7. Code execution and variable assignment
(1) Extract URL
Then add acode executionnode, which is used to retrieve the data from the previous step HTTP
The request returns the JSON
The public network that parses the image in the URL
The
The code is as follows:
import json
def main(arg1: dict) -> dict:
# arg1 是 HTTP 节点返回的 JSON 对象
# 根据 FastAPI 的返回结构,URL 在 'url' 字段中
image_url = arg1.get('url')
return {
"result": f"Image URL is {image_url}",
"picture_url": image_url
}
The node will output a file named picture_url
of the new variables.
(2) Update session variables
At the end of the process, add avariable assignmentnode. Its role is to take the new image output from the code execution node URL
Assigning a value to a session variable picture_url
. That way, when the next round of dialog begins, thepicture_url
It will then hold the address of the latest image, ensuring that the graph change function always works on the correct image.
8. Direct response
Finally, use thedirect responsenode to display the generated image to the user. The node can be configured to display HTTP
The image file returned by the requesting node.

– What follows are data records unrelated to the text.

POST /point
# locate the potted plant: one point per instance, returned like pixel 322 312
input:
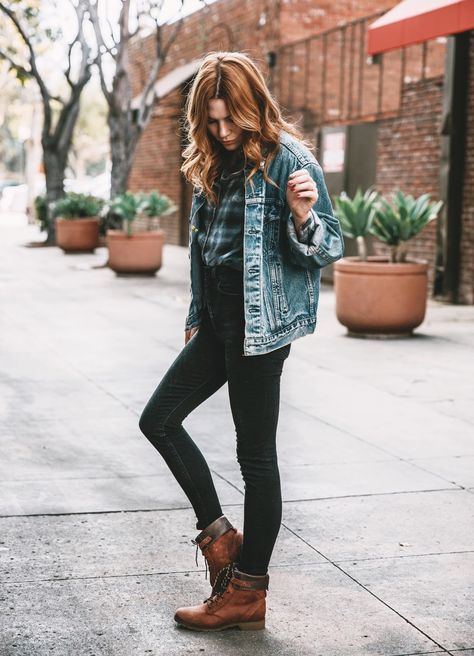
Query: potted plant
pixel 380 295
pixel 77 222
pixel 137 250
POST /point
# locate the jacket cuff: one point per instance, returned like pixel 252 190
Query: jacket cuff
pixel 311 232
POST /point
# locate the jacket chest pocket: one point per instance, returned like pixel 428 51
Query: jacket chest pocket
pixel 271 224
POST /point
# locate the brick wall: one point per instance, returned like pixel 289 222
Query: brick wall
pixel 466 283
pixel 408 141
pixel 408 157
pixel 246 25
pixel 302 18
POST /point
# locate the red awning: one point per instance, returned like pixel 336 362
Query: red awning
pixel 415 21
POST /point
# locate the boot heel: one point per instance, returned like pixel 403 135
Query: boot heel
pixel 252 626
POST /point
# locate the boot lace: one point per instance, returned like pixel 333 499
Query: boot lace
pixel 221 586
pixel 205 559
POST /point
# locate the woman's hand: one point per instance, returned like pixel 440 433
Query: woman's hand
pixel 301 195
pixel 189 333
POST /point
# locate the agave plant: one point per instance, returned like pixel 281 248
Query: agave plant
pixel 397 222
pixel 356 215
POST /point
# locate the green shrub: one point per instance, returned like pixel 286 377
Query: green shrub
pixel 78 206
pixel 355 216
pixel 397 222
pixel 41 212
pixel 128 206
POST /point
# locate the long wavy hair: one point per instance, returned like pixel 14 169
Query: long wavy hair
pixel 233 77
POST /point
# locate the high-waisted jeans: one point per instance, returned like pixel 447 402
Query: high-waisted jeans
pixel 213 356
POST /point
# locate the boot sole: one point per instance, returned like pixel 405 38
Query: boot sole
pixel 243 626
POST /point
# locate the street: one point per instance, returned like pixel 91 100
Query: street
pixel 376 447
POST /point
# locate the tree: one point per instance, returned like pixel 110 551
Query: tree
pixel 126 122
pixel 60 112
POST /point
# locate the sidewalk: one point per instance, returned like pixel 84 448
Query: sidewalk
pixel 376 444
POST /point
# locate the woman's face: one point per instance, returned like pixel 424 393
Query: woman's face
pixel 220 125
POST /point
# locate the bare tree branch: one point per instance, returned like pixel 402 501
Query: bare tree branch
pixel 32 59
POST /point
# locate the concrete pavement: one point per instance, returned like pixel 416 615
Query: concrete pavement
pixel 376 444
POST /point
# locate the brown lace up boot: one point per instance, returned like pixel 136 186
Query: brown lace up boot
pixel 220 545
pixel 240 602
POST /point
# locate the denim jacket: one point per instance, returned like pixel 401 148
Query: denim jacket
pixel 281 274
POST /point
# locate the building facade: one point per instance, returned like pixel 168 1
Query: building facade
pixel 374 121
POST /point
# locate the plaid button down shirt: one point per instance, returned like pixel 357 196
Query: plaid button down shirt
pixel 221 234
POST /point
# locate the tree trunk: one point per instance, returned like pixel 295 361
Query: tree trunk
pixel 123 142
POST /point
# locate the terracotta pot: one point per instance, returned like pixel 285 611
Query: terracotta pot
pixel 77 234
pixel 378 297
pixel 139 253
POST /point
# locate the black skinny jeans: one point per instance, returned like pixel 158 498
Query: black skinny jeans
pixel 211 357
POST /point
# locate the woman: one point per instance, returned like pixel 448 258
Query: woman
pixel 261 229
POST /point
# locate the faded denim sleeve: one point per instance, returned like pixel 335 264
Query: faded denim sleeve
pixel 325 242
pixel 308 228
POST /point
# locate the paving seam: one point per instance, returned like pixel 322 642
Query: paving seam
pixel 369 591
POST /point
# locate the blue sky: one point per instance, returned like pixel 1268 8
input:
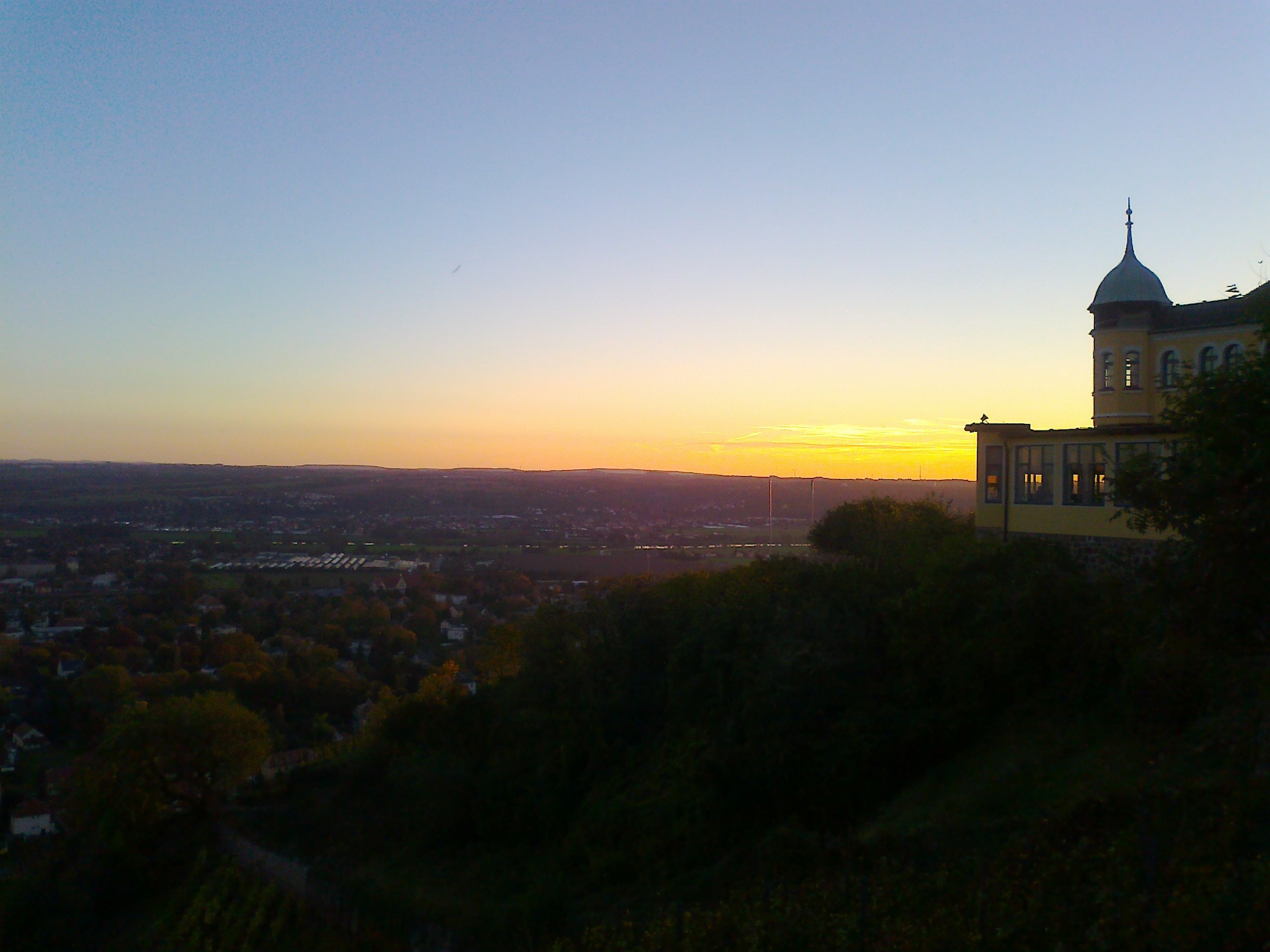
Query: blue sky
pixel 726 238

Final Test and Verification
After completing the workflow build, you can click Dify
Preview" button in the upper right corner to test.
Test 1: Vincennes Chart
Enter the request:
Generate me an overbearing couplet to put on the door in a handsome script font
Previous couplet: Ambition for the future
Next couplet: A new chapter of ambitious endeavors
Banner: Great Expectations
The system successfully generated a picture of the couplet that met the requirements:
Test 2: Chart to Chart
In the same dialog, continue to enter modification commands:
Change the horizontal scroll of this couplet from "Great Expectations" to "Great Prospects".
The system understood the instructions and made changes based on the previous image, successfully replacing the crossword content:
Through the above process, an intelligent body capable of multi-round dialog and supporting text generation and image editing is built. The program cleverly combines the Dify
The ability to choreograph,ModelScope
modeling resources and cloud storage services for the implementation of complex AI
The application provides a cost-effective and efficient example.